Only Lovers Left Alive (2013): A Reflective Film on the Nature of Humanity and Meaning

Only Lovers Left Alive poster

     “Only Lovers Left Alive” is a fascinating and introspective film that explores life, the meaning of humanity, art and relationships. At times it is slow but it is meant to be. The whole film is a giant reflection on all these things told from the perspective of two vampires…and it’s handled really well.

    The film was directed and written by Jim Jarmusch and produced by Jeremy Thomas and Reinberg Brundig.

      The story begins with each seeking to feed their addiction to blood in different ways. As Adam (Tom Hiddleson) makes a deal with a doctor for blood from a blood bank and Eve depends on an old friend. When they reconnect Eve (Tilda Swinton) sees how out of it he is and comes to visit as the drama unfolds from there.

The Pros: The Cinematography – The cinematography is absolutely stunning. Whether it is the streets of Tangier, a rock club or Adam’s Victorian home the distinct character of each place is captured, and with each a level of detachment from the immortals. Yorick Le Saux did a fantastic job.

The Music – There are quite a few people who were part of the music on this. Whether it was Yasmine Hamdan, SQURL or Jozef van Wissem…the music was great throughout the entire film and gave a feel of romantic disconnect to all the scenes that unfolded in the life of Adam and Eve.

The Characters – The characters needed more exploration. We get to know a lot of their motivations and the people they knew, and the acting is amazing…but I did want more. I’ll explain more later on. For now, the characters are a pro and the ones who really drive the story.

Marlowe – John Hurt plays Marlowe and was the man responsible for most of Shakespeare’s play and able to live under the radar since he’d faked his own death. Sadly mortality catches up to him and he dies from poisoned blood.

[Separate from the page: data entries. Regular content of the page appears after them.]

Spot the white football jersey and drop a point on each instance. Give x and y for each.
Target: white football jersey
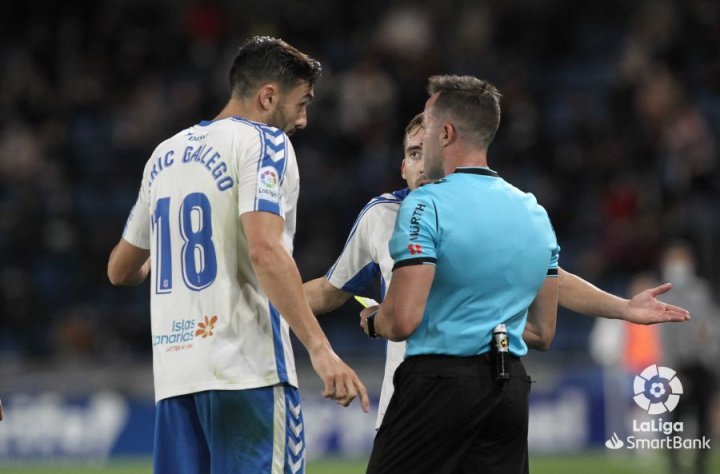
(366, 255)
(213, 328)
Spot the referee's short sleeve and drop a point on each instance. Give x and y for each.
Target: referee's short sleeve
(554, 266)
(415, 236)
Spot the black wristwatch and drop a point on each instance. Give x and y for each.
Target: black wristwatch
(370, 322)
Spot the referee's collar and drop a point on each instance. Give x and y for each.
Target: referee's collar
(477, 170)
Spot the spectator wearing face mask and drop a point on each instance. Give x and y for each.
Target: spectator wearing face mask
(692, 349)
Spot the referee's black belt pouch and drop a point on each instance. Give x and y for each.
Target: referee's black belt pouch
(455, 366)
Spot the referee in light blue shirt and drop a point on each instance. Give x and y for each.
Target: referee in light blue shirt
(471, 252)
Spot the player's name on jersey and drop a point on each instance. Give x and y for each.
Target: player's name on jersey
(204, 155)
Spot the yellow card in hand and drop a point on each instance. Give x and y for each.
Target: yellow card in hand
(366, 302)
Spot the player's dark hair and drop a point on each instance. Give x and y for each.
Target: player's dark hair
(415, 123)
(473, 105)
(263, 59)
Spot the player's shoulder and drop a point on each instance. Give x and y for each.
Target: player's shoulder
(386, 203)
(394, 198)
(265, 131)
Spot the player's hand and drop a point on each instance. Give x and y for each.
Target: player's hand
(363, 317)
(645, 308)
(341, 382)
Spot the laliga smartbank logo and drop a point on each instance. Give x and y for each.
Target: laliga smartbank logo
(657, 390)
(184, 332)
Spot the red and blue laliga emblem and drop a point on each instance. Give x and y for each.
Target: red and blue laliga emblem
(415, 249)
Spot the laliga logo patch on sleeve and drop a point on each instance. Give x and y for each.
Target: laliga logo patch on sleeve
(415, 249)
(268, 184)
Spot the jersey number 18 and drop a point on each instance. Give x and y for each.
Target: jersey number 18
(197, 256)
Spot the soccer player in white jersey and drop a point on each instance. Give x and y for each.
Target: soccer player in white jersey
(366, 256)
(215, 219)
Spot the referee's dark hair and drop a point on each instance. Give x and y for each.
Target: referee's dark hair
(264, 59)
(414, 124)
(471, 103)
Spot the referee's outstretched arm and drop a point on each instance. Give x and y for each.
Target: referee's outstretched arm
(542, 316)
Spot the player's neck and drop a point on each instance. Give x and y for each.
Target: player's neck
(238, 108)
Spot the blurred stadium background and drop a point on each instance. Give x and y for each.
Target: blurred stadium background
(611, 116)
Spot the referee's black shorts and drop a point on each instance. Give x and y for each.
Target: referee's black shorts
(448, 415)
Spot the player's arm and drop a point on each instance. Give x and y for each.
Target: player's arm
(583, 297)
(128, 265)
(323, 297)
(280, 279)
(542, 316)
(402, 310)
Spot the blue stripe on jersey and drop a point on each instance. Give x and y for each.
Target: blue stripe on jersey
(274, 156)
(273, 153)
(295, 433)
(278, 344)
(397, 198)
(362, 278)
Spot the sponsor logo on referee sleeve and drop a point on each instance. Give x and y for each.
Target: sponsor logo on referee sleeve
(657, 390)
(415, 249)
(415, 221)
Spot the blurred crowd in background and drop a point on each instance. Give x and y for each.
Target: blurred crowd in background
(611, 117)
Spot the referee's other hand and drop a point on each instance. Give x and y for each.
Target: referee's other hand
(341, 382)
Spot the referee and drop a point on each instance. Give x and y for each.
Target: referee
(471, 252)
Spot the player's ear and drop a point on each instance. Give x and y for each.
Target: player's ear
(268, 97)
(448, 134)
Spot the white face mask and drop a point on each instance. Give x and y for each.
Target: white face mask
(677, 273)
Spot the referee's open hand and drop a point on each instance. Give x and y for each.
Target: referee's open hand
(341, 382)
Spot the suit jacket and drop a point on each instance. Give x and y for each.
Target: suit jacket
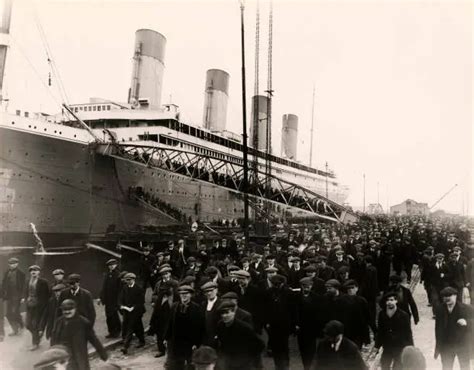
(75, 333)
(448, 332)
(84, 302)
(394, 332)
(133, 297)
(347, 357)
(20, 286)
(42, 294)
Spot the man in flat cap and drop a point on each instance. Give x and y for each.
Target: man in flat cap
(308, 320)
(13, 288)
(211, 314)
(335, 351)
(440, 278)
(132, 306)
(109, 296)
(82, 297)
(58, 277)
(405, 300)
(453, 330)
(204, 358)
(55, 357)
(185, 330)
(240, 314)
(74, 332)
(239, 345)
(36, 297)
(280, 320)
(52, 311)
(394, 332)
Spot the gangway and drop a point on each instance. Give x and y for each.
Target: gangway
(226, 171)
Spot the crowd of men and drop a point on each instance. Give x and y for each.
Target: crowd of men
(335, 287)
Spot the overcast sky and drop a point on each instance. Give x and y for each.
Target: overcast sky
(393, 79)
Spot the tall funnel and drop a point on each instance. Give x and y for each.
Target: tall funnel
(5, 14)
(258, 126)
(215, 100)
(148, 67)
(289, 136)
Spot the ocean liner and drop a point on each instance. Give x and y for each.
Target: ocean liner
(52, 175)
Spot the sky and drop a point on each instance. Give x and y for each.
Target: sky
(392, 78)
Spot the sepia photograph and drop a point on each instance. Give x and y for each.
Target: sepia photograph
(236, 184)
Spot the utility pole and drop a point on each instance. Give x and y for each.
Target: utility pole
(312, 132)
(327, 180)
(244, 128)
(364, 195)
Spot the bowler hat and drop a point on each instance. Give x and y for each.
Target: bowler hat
(68, 304)
(185, 289)
(74, 278)
(204, 355)
(112, 261)
(448, 291)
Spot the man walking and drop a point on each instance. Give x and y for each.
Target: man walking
(453, 328)
(13, 289)
(75, 332)
(37, 296)
(394, 332)
(109, 296)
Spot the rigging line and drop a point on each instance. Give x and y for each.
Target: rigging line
(50, 56)
(20, 49)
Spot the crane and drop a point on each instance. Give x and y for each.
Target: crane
(444, 195)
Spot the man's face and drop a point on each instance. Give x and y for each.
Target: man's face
(391, 302)
(228, 316)
(69, 313)
(450, 300)
(185, 297)
(211, 293)
(34, 273)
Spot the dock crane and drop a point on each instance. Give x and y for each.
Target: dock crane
(443, 196)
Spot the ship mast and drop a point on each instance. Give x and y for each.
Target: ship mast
(5, 12)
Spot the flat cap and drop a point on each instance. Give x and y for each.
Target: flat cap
(68, 304)
(448, 291)
(333, 283)
(351, 283)
(271, 269)
(185, 289)
(165, 269)
(58, 287)
(226, 304)
(310, 268)
(306, 281)
(208, 286)
(112, 261)
(211, 270)
(230, 295)
(334, 328)
(277, 279)
(204, 355)
(74, 278)
(242, 274)
(395, 279)
(52, 356)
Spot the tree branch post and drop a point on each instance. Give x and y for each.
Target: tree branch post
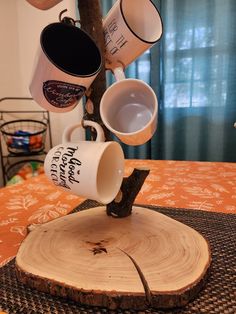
(91, 22)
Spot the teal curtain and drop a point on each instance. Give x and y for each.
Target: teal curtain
(193, 72)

He is a great mentor figure and it is on his prompting that leads Eve to go take care of Adam.

Eva – Mia plays the high life vampire from L.A. who only cares about pleasure. We see this when she breaks into their stash, her breaking Adam’s stuff and how she stakes her sister and Adam for granted. This eventually leads to her getting kicked out and through her time there we see what happens when there is a vampire who only lives for themselves and fails to see the wide world as a whole at all.

Ian – Anton Yelchin plays the fan who may or may not be putting Adam’s work out in the world when he was asked not to. He’s a character who you never can fully trust but he’s also curious and gives an openness that Adam and Eve appreciate and that Eva exploits. In the end she drinks him and we never find out if he’d been the one putting the word out about Adam’s location. His character really worked though as he was Adam’s only human connection.

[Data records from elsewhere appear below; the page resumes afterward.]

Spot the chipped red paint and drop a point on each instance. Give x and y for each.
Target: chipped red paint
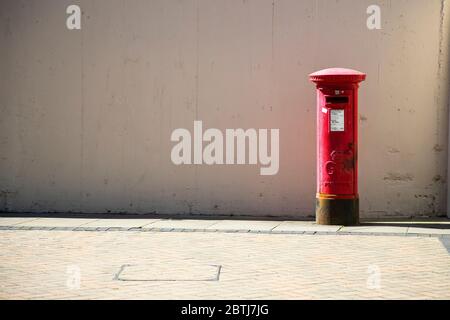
(337, 132)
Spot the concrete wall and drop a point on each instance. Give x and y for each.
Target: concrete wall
(86, 115)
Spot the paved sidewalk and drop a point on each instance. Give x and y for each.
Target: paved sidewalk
(47, 258)
(407, 227)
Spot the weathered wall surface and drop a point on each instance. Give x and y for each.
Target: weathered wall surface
(86, 116)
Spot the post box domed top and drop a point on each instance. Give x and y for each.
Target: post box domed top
(339, 75)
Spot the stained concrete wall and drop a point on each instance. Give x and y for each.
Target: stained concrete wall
(86, 116)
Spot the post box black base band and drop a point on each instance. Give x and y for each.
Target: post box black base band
(337, 211)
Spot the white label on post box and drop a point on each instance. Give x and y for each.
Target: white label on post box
(337, 120)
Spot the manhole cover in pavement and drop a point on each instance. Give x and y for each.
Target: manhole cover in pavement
(168, 272)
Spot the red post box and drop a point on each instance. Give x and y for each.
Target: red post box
(337, 201)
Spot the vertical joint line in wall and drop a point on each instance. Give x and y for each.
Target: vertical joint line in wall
(82, 119)
(197, 30)
(273, 33)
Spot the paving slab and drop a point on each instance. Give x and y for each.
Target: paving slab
(182, 224)
(6, 221)
(376, 229)
(55, 222)
(416, 230)
(121, 223)
(304, 226)
(244, 225)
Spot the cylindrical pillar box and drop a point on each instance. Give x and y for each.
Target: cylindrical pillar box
(337, 199)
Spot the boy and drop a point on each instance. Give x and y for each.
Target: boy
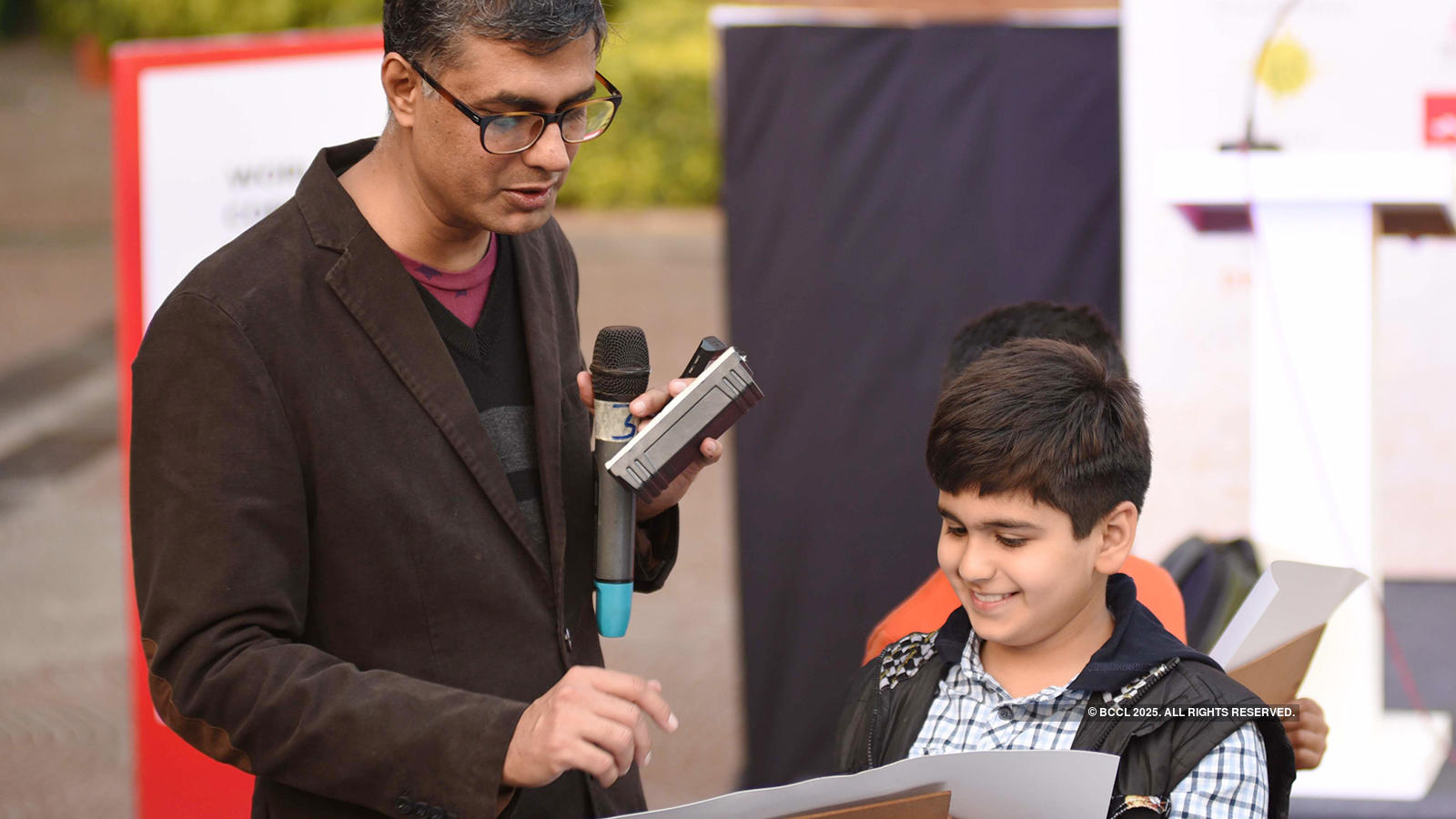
(1043, 462)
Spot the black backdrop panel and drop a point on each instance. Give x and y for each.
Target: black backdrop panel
(883, 187)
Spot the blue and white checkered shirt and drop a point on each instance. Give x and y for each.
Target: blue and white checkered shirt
(972, 712)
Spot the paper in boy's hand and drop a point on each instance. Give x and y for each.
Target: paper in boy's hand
(1273, 636)
(982, 784)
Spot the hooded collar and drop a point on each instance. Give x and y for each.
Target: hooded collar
(1139, 642)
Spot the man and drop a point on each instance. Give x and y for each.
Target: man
(361, 484)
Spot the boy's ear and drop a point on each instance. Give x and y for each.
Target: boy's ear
(402, 87)
(1118, 530)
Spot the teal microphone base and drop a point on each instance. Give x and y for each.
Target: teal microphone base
(613, 608)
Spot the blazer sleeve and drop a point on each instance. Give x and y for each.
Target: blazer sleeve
(220, 545)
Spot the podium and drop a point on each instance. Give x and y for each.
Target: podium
(1315, 217)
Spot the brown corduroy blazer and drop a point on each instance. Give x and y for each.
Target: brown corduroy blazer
(332, 573)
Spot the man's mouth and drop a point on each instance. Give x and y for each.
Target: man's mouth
(531, 197)
(992, 598)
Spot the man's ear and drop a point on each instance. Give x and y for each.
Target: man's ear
(402, 87)
(1118, 531)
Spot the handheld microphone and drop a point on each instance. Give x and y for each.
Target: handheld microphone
(619, 373)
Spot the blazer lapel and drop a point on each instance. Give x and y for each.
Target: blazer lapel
(533, 274)
(378, 290)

Adam – Tom Hiddleson is the primary protagonist of the film in many ways because he is the torn artist debating whether life is worth it anymore. Hiddleson is great at giving us this tortured soul who at one point has a friend build a bullet that can kill him. Eve brings him back to reality and we see that he does care in the end and that he values the secret world he has built where he can make music and collect instruments. All that is torn away though when Eva kills the rock kid who was providing him with instruments and a place away from the public eye and he leaves with her back home.

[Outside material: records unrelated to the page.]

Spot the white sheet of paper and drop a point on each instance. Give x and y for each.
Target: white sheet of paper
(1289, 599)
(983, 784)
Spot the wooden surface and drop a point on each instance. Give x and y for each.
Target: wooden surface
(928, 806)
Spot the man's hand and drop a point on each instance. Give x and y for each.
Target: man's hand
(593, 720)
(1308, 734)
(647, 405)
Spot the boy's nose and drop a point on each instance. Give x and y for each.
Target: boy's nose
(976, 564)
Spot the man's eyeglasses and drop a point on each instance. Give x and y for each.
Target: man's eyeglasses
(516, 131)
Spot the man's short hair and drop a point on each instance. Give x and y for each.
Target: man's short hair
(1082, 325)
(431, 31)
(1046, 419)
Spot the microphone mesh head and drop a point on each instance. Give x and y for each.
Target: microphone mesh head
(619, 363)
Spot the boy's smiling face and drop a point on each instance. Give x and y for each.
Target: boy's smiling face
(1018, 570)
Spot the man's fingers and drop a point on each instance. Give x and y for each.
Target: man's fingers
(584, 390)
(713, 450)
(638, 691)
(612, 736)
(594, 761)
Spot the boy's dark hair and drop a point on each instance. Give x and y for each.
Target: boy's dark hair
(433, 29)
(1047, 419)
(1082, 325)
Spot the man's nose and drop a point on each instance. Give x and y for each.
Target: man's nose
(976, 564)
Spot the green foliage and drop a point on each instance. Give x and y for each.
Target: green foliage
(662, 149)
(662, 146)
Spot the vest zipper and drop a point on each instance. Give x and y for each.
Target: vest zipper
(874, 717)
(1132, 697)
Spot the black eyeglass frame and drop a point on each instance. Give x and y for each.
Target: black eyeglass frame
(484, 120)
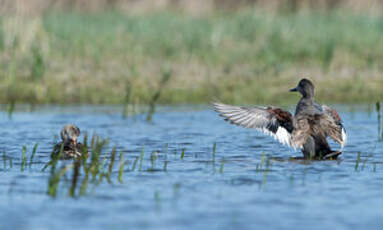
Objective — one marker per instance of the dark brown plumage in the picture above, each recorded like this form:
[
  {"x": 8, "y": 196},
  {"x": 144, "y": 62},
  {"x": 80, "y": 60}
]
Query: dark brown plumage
[
  {"x": 71, "y": 147},
  {"x": 308, "y": 129}
]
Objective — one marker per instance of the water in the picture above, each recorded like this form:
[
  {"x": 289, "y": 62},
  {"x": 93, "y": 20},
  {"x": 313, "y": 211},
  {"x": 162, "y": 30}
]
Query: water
[{"x": 198, "y": 191}]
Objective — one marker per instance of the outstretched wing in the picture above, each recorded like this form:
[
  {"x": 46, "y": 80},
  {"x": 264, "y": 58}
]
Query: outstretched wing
[
  {"x": 273, "y": 121},
  {"x": 335, "y": 128}
]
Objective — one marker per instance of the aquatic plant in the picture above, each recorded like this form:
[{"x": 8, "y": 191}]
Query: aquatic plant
[
  {"x": 380, "y": 132},
  {"x": 357, "y": 162},
  {"x": 166, "y": 74}
]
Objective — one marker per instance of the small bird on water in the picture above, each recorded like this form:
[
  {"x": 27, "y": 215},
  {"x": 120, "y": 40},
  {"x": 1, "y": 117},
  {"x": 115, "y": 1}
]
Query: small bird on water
[
  {"x": 307, "y": 130},
  {"x": 71, "y": 147}
]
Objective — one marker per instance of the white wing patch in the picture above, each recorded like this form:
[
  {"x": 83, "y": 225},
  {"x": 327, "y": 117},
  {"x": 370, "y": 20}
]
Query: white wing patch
[
  {"x": 257, "y": 118},
  {"x": 344, "y": 139}
]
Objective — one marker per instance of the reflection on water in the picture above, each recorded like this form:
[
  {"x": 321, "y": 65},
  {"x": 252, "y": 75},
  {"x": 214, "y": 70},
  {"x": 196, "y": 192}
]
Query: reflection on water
[{"x": 196, "y": 172}]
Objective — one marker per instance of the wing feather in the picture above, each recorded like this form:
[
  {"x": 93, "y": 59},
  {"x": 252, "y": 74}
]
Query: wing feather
[
  {"x": 269, "y": 120},
  {"x": 336, "y": 130}
]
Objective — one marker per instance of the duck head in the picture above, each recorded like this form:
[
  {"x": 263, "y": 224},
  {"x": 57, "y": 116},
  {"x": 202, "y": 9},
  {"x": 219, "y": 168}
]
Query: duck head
[
  {"x": 70, "y": 133},
  {"x": 305, "y": 87}
]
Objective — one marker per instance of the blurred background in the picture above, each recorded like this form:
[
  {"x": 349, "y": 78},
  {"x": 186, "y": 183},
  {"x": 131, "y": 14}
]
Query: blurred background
[{"x": 237, "y": 51}]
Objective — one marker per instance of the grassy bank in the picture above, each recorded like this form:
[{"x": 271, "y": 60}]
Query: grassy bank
[{"x": 249, "y": 56}]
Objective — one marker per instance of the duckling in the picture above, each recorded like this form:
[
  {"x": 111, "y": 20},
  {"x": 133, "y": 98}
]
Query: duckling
[
  {"x": 307, "y": 130},
  {"x": 72, "y": 148}
]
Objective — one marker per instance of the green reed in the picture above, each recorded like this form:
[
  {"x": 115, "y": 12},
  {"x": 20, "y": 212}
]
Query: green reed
[
  {"x": 128, "y": 92},
  {"x": 141, "y": 159},
  {"x": 75, "y": 177},
  {"x": 4, "y": 160},
  {"x": 111, "y": 163},
  {"x": 222, "y": 165},
  {"x": 166, "y": 74},
  {"x": 23, "y": 158},
  {"x": 380, "y": 132},
  {"x": 11, "y": 109},
  {"x": 357, "y": 162},
  {"x": 34, "y": 150},
  {"x": 121, "y": 168}
]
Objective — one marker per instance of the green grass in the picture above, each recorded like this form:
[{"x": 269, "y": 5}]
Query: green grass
[{"x": 250, "y": 56}]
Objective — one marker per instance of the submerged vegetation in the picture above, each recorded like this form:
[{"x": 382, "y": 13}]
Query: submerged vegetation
[{"x": 244, "y": 56}]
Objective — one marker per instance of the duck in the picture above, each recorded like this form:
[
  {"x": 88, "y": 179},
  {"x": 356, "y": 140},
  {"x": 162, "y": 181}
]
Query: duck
[
  {"x": 71, "y": 147},
  {"x": 308, "y": 129}
]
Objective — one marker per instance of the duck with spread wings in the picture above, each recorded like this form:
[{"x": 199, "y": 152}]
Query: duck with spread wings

Eve – Eve is the wisest of the vampires as she has been around the longest. She has seen the worst of humanity in all the barbarian invasions of Europe and finds peace in her books, her friend Marlowe and solitude. Eventually she does go to Detroit to be with her husband Adam and it is there we see how unstable life is and is even her in all her wisdom can’t find an alternative in the end for them going feral vampire or avoiding death. She understands this initiates the hunt with Adam.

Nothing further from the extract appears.